Coupled Multi-Physics Tool for Analysis of Structural Profile Disruption Effects of Aerovehicles

High speed air vehicles, already operating at material strength performance limits, are at significant risk when subjected to additional localized heating from sources such as directed energy. This localized heating may result in material softening, pitting and burn through causing structural damage and alteration of the structural profile. This damage can disrupt the aerodynamic performance and impact flight trajectory. Predictive multi-physics tools that couple the aerothermodynamic environment, structure and material response are needed to develop countermeasures and mitigate risk.
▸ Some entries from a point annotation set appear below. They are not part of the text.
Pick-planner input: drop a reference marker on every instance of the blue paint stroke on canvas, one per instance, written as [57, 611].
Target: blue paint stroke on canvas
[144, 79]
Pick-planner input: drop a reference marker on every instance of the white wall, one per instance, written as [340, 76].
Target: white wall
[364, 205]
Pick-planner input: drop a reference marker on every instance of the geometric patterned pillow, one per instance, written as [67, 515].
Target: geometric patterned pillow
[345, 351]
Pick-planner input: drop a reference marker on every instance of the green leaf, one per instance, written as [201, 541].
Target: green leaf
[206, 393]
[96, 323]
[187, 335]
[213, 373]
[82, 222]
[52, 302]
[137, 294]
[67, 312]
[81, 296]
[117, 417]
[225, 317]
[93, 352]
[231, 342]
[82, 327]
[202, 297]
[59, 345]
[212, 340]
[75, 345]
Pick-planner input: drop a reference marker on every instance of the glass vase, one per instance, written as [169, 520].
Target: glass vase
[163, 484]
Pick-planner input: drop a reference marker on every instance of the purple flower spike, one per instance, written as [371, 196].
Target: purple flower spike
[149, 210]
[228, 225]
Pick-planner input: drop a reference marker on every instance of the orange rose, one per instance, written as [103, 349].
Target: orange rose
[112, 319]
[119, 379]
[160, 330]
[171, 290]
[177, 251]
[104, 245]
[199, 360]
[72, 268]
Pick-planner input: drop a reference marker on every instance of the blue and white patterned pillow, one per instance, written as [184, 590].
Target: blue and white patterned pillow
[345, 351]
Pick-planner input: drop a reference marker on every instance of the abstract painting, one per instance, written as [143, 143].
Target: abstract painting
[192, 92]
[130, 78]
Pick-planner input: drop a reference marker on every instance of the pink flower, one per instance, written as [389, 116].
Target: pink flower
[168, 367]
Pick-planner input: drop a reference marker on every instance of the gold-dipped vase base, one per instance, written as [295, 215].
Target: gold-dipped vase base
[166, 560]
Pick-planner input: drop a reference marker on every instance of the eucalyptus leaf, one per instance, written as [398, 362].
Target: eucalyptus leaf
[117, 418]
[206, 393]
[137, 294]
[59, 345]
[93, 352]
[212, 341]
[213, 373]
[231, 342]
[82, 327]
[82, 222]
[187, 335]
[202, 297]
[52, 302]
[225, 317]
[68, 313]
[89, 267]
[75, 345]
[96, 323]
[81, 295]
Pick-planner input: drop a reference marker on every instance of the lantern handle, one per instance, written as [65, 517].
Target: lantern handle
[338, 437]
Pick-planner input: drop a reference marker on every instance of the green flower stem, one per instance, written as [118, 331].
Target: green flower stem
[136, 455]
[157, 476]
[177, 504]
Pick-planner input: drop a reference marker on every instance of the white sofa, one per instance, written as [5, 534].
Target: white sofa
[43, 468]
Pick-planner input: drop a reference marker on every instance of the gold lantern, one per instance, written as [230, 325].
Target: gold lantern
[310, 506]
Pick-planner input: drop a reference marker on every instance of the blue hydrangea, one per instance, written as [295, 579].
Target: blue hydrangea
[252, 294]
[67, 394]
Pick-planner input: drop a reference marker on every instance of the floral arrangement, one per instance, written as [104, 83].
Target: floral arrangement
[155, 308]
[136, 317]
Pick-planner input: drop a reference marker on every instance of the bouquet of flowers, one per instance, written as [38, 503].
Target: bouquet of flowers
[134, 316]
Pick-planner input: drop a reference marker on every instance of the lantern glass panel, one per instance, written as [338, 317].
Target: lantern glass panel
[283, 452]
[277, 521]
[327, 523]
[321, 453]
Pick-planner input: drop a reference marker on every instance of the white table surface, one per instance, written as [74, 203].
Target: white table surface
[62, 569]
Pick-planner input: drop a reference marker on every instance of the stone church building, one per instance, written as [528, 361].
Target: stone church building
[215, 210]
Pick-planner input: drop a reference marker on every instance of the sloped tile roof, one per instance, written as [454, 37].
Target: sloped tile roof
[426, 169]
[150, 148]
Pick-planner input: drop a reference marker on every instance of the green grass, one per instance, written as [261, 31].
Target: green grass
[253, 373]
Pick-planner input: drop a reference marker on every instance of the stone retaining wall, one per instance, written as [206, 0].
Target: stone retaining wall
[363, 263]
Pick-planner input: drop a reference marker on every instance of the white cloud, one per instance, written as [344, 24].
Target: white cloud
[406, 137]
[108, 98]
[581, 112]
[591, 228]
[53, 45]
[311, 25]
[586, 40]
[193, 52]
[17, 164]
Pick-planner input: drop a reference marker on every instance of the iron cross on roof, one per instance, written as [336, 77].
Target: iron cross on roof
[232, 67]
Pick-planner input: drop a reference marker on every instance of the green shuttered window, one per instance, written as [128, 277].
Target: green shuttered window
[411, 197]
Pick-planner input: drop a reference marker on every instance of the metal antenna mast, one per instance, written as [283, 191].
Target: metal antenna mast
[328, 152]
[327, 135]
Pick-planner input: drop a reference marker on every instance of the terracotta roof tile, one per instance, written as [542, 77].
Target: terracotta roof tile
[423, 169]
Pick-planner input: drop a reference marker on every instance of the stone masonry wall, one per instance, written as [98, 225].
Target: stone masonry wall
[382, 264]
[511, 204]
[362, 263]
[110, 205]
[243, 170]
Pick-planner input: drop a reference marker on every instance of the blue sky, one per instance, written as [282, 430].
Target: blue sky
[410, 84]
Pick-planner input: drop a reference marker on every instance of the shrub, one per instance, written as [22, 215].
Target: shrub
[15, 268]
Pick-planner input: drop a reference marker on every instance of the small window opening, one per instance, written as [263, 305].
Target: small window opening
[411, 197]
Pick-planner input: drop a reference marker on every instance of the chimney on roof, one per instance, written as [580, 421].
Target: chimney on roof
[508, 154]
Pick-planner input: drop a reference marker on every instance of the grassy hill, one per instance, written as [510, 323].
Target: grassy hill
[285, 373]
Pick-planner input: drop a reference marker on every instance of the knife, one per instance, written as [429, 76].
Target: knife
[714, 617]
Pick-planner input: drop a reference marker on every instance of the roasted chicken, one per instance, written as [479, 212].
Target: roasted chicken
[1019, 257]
In this project, CFDRC in collaboration with UDRI will develop 1) subscale material models using mixture theory for modeling material weakening, 2) an effective surface response model based on peridynamics simulations to model material loss and surface pitting and 3) algorithms for coupling aerothermodynamic CFD and materials models to predict material response and impact on aerodynamic performance. Existing validated aeroelastic modeling tools will be leveraged for this work. In Phase I, development and demonstration of the simulation framework including subscale material models will be initiated. In Phase II, the developed subscale models will be matured, coupon sized tests will be conducted to validate the subscale models, and the tools will be fully coupled and integrated, validated, and demonstrated for 3-D applications.